President Donald Trump on Saturday took a swing at Democrats who blocked a last-minute measure to fund government operations, calling their near-uniform opposition an attempt to give him a "nice present" to commemorate his first anniversary as president.
Late Friday evening, the Senate failed to pass a short-term spending bill that would have kept the government open for at least a few weeks, triggering a round of partisan finger-pointing. Early in the day, Trump blamed Democratic lawmakers for the current impasse in Washington — even as the short-term spending bill was opposed by a few in his own party.
"Democrats are far more concerned with illegal immigrants than they are with our great military or safety at our dangerous southern border," Trump posted on Twitter. "They could have easily made a deal but decided to play shutdown politics instead."
He added: "This is the one-year anniversary of my presidency and the Democrats wanted to give me a nice present. #DemocratShutdown."
In years past, government shutdowns have served as a proxy for fights over federal spending — and usually when the White House and Congress are run by different parties. Yet the current impasse has hinged largely on divisive hot-button issues such as immigration, something Trump referenced on Saturday in his broadside against Democrats.
The Senate is expected to resume talks on funding the government later in the day.
On the first anniversary of his presidency, with the stock market roaring and the economy adding jobs, Trump had planned to rest at his Mar-a-Lago estate in Florida, feted by friends and admirers.
Instead, Trump stayed in Washington in an attempt to prevent the federal government from having to shut its doors, meaning that non-essential services would cease until a spending bill gets approved.
Despite having ascended to the presidency on a carefully-crafted image as a dealmaker, Trump was unable to convince recalcitrant Democrats, and even a few restive GOP members, to drop their opposition. Democrats pressed hard for measures to resolve sticky wedge issues like immigration and children's health, which have also managed to divide Republicans.
The White House and its allies have placed much of the blame on Democrats, particularly Trump's fellow New Yorker, Senate Minority Leader Chuck Schumer. For his part, the Democrat placed the blame back on the president's shoulders.
"It's almost like you were rooting for a shutdown," Senate Democratic leader Chuck Schumer said of Trump on Saturday.

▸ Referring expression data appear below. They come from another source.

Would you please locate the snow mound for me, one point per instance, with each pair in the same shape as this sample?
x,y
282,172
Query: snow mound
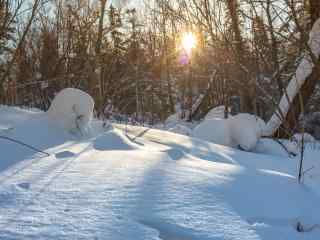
x,y
172,120
181,129
217,112
243,130
307,138
72,109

Trump was forced to postponed a long-planned weekend trip to his winter home Mar-a-Lago, where a lavish $100,000-a-couple fundraiser on Saturday would extol his first year in office. Yet he had little choice. Critics would have hammered him for attending such an event while government workers were being put on leave and many government services curtailed.
Back in September, Trump cut a short-term government funding deal with Schumer and House Democratic leader Nancy Pelosi. The harmony between the president and the top Democratic Congressional leaders didn't last long, however, as divisions over immigration set the parties against one another.
Schumer and Pelosi thought they had reached an agreement to preserve a program that protected Dreamers, but Trump reportedly walked away. The standoff culminated in a heated negotiation session last week, where Trump was said to have used a vulgar term to describe immigrants from Haiti and Africa.